El BCE es consciente de que los tipos de interés no son elevados y de que la oferta monetaria del sistema no ha disminuido como se esperaba. De hecho, sigue recomprando bonos en circulación y no llevará a cabo una reducción significativa de su balance en términos reales hasta final de año. La bajada de los tipos de interés incluye ahora el riesgo de depreciar el euro frente al dólar y, por tanto, aumentar la factura de las importaciones de la eurozona en términos reales, reducir la entrada de reservas en la eurozona y fomentar aún más el gasto público y la deuda pública que no se ha contenido en países como Italia y España, que se jactan de “crecer” aumentando masivamente la deuda y donde la inflación, Además, no está bajo control. Todo esto nos recuerda los errores del pasado, cuando Grecia se jactaba de ser el motor de crecimiento de la UE, y muchos decían que Alemania era el “miembro enfermo” de Europa.

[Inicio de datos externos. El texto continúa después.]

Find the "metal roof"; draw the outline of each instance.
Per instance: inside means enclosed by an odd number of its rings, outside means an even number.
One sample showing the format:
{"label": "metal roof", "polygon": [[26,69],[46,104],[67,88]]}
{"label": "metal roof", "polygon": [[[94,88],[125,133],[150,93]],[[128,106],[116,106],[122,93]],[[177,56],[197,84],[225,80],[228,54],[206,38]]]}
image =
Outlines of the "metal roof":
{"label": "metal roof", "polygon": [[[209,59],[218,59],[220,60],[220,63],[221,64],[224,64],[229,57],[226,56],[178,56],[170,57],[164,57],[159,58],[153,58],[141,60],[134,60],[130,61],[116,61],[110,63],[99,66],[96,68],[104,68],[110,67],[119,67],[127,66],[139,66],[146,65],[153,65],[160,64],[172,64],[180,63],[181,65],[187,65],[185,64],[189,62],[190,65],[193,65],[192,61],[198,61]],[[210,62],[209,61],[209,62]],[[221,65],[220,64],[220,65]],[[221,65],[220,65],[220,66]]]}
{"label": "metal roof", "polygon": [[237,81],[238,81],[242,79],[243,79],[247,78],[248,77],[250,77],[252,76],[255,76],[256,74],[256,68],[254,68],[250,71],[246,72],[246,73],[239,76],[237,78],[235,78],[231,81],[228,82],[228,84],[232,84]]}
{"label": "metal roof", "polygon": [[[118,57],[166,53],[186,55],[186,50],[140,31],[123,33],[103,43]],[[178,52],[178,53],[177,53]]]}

El BCE no puede pretender ser el Banco de Japón por dos razones: la eurozona carece del lujo de la estructura de ahorro en dólares de la sociedad japonesa o de su férrea disciplina ciudadana y, sobre todo, porque el fracaso del ultrakeynesianismo japonés ha llevado al yen a su nivel más bajo en 35 años frente al dólar.

A los que dicen que el euro y el BCE son el problema, les recomiendo que ejerzan su imaginación de lo que sería España, Portugal o Italia con su propia moneda y gobiernos populistas imprimiendo como si Argentina fuera Suiza. No tienes que imaginarlo; ¿Se acuerdan cuando estos países tenían una tasa de inflación del 14 al 15% y destruyeron ahorros y salarios reales con la falsedad de devaluaciones “competitivas”? No fue hace tanto tiempo.